To characterize the nature of the brain areas identified by the view > diminish and intensify > view contrasts, we used emotion-associated and interoception-associated cluster maps from a prior meta-analytic study (Adolfi et al., 2017). We derived three maps from this meta-analysis study: 1) the intersection of the two meta-analytic maps; 2) the emotion-associated map with the intersection regions removed; and 3) the interoception-associated map with the intersection regions removed. We then overlapped these three meta-analytic maps with the thresholded view > diminish and intensify > view contrast maps (after removing the intersection of diminish > view and intensify > view to remove activity likely related to regulation effort rather than its effects), counted the number of voxels overlapping each of the three meta-analytic maps, and divided the number of overlapping voxels with the total number of voxels in each thresholded contrast map.

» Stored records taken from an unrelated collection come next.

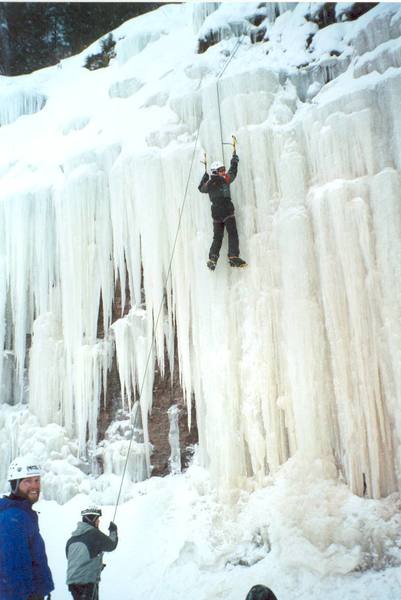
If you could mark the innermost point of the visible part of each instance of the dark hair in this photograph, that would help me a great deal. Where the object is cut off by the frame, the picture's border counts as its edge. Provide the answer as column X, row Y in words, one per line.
column 260, row 592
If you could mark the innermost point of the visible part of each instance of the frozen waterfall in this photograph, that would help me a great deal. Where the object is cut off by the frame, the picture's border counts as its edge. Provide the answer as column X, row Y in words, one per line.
column 298, row 355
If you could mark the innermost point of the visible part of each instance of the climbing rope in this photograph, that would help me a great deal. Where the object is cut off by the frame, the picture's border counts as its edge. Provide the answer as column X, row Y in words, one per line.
column 169, row 268
column 239, row 42
column 158, row 316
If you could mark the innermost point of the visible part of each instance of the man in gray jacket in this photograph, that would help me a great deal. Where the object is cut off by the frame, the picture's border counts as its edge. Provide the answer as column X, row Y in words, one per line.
column 84, row 552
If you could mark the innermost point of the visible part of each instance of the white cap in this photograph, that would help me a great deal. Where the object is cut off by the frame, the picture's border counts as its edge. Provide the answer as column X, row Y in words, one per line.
column 23, row 467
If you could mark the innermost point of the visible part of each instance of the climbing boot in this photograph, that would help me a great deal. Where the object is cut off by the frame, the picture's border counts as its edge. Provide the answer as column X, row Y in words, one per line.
column 236, row 261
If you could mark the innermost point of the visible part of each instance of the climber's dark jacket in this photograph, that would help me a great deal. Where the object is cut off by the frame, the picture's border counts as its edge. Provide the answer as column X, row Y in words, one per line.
column 218, row 189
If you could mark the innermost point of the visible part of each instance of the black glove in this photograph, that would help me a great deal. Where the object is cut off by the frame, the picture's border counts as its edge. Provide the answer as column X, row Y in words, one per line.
column 112, row 526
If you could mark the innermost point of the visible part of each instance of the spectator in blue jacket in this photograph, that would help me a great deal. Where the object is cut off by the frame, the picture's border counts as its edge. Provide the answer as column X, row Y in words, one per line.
column 24, row 572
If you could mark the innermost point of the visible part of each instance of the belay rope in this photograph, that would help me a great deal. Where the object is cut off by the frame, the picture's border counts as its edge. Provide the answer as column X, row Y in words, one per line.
column 218, row 93
column 171, row 261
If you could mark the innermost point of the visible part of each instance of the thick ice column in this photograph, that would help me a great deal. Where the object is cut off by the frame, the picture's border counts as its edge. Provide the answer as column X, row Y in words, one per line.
column 136, row 362
column 47, row 371
column 302, row 325
column 386, row 220
column 174, row 440
column 351, row 300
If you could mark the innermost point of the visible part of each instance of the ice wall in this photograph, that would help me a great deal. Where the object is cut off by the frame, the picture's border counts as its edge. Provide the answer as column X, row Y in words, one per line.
column 296, row 355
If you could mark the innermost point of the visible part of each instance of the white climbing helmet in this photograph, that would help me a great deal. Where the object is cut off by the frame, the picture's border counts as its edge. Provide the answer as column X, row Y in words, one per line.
column 23, row 467
column 92, row 511
column 214, row 167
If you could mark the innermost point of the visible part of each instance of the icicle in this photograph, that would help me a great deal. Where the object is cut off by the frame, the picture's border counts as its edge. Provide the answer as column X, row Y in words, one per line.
column 174, row 440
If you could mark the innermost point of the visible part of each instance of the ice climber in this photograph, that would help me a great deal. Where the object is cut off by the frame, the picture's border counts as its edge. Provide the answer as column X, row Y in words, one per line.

To assess the BOLD activity changes in the amygdala, we individually segmented the amygdala region from each participant’s T1-weighted image using FreeSurfer version 6 and created the left and right amygdala masks in the native space. We then applied FSL FLIRT to transform the masks to the standard MNI space and input them to Featquery to obtain average percent signal change values in the amygdala activity during emotion regulation.
Subjective ratings during the task were analyzed by using SPSS to conduct an ANOVA with mean emotional intensity as the dependent variable and the regulation goals (diminish, intensify, view) and image valence (negative, positive) as within-subject independent factors.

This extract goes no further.